Breathing is both the first and last action we take in our lives here on earth. The breath is our constant companion. Although each breath is critical for sustaining life, many breaths we take are ineffective for living optimally.

Most people do not breathe properly. Watch a baby, kitten, or puppy breathe and notice the rise and fall of the belly. Somewhere in the course of childhood, most humans stop breathing down into their belly and breath only into the lungs or chest region.

Breathing informs us about and helps us regulate our automatic nervous system. Our nervous system has two basic components: the sympathetic and parasympathetic nervous systems. The sympathetic nervous system is responsible for enabling our body to cope with stress. It increases our heart rate, blood pressure, and prepares the body to fight or flee from danger.

The parasympathetic nervous system basically does the opposite of the sympathetic nervous system. It decreases our heart rate, blood pressure, and allows the body to relax. The parasympathetic nervous system allows the body to rest and digest. We can consciously induce these internal states by manipulating our breath.

Pranayama: extending the life-force.

Pranayama is the fourth limb of the Eight-Limbed Yoga Path as outlined by the sage Patanjali. Breathing techniques are so closely associated with Pranayama that sometimes people think the breath itself is Prana. The word Prana basically means “life-force” and ayama means extension or expansion. Therefore, Pranayama actually translates as “life-force extension.”

We receive Prana in a variety of ways. Certainly, the breath is one vehicle for Prana.

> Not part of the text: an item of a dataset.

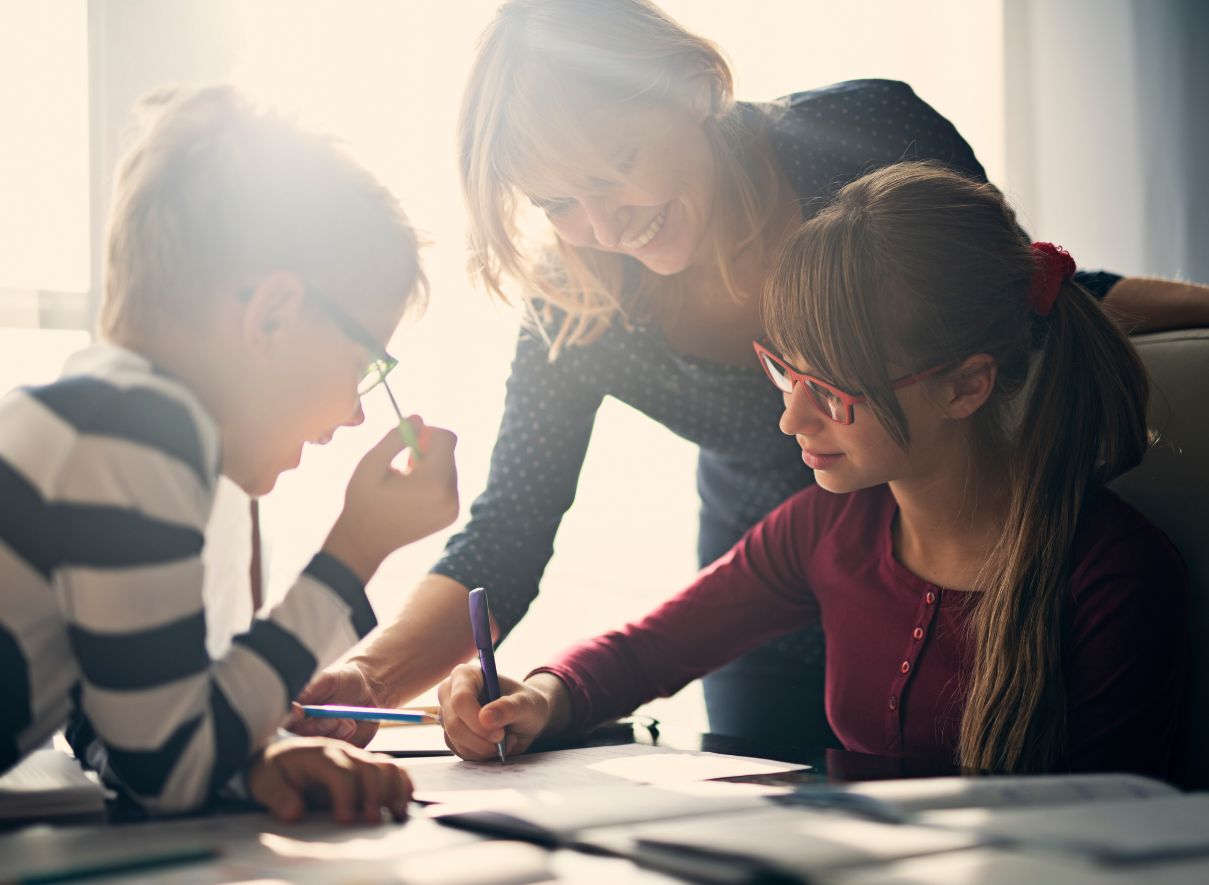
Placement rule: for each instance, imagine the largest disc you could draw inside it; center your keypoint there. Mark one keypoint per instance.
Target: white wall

Others include our environment, the food we eat, and other people. Like so many things in our yoga practice, there is no good or bad when it comes to Prana. Prana is energy itself. Whether the Prana we receive is helpful or not is up to us.

Breathing victoriously!

Ujjayi breathing is one Pranayama practice. The word ujjayi means “victorious”. Ujjayi breathing is sometimes called “ocean breath” because of the sound it creates. Ujjayi breathing is used in many hatha yoga practices. It is a key component to vinyasa-style yoga practices. A vinyasa is simply a linking mechanism. In a vinyasa-style yoga practice, Ujjayi breath links each movement to an inhalation or exhalation.

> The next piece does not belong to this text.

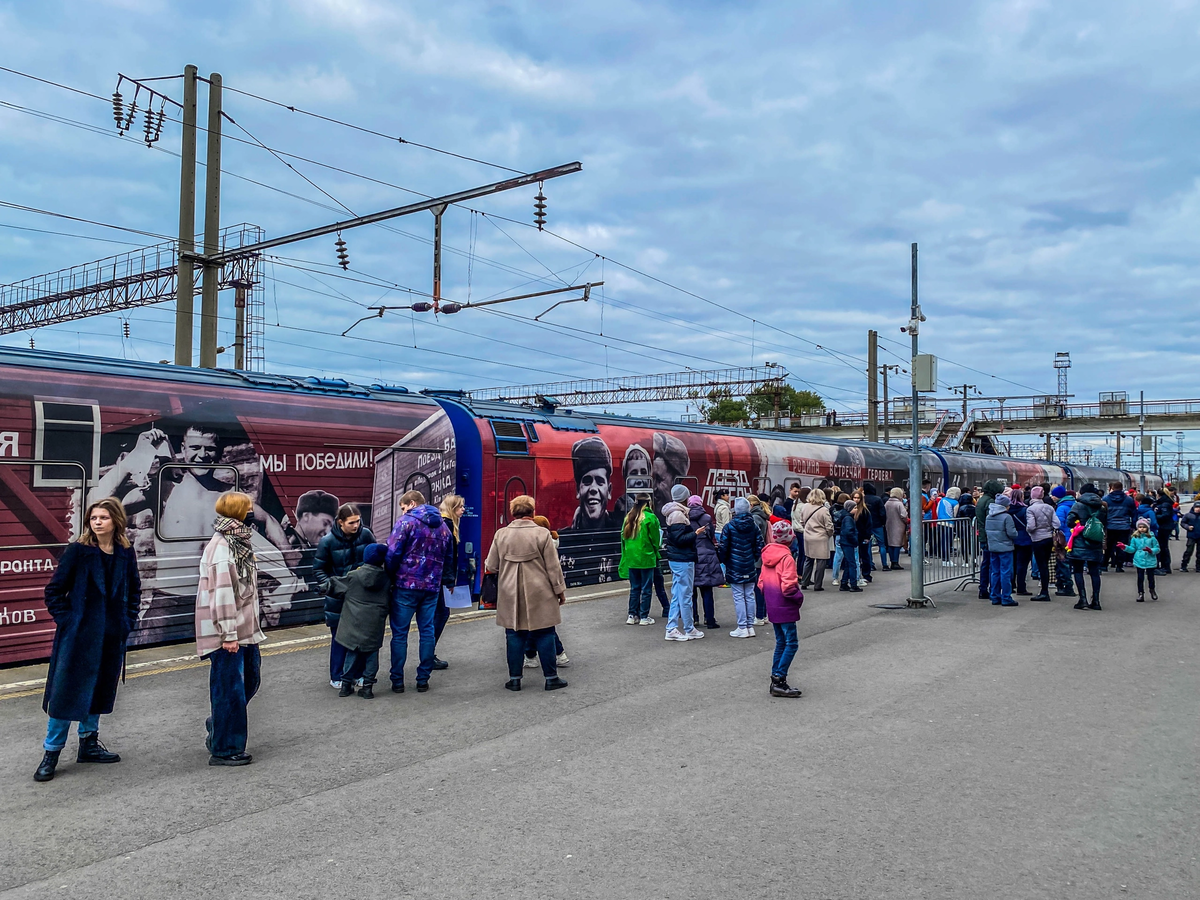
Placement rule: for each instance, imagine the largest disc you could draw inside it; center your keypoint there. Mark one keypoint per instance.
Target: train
(167, 441)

Practicing Ujjayi breath has several benefits. It is practiced in hatha and vinyasa yoga classes because it helps with mental focus, warms and retains heat in the body, and gives practitioners a deeper experience in yoga poses. Ujjayi breath also has the added benefit of providing a sense of calm and balance by soothing the nervous system.

How to practice Ujjayi breath:

Ujjayi breath is not difficult, but it does take some practice to create the sound in a way that feels natural. Here are the steps to practicing Ujjayi breath:

  1. Sit or stand so the spine is as upright as possible.
  2. Begin with smooth, even diaphragmatic breathing.
  3. Breathe in and out the nose.
  4. Gradually deepen the breath.
  5. Let the inhalations and exhalations be about the same length. At first, it may even be helpful to inhale and exhale to the count of four or five.
  6. Slightly tighten the back of the throat (the glottis).
  7. On an exhale, try saying “haaaaaaaa”.
  8. Close the lips and exhale through the nose while creating that same sensation at the back of the throat.
  9. Try creating the same sensation while inhaling.
  10. Practice Ujjayi breathing for several minutes before returning to normal breathing.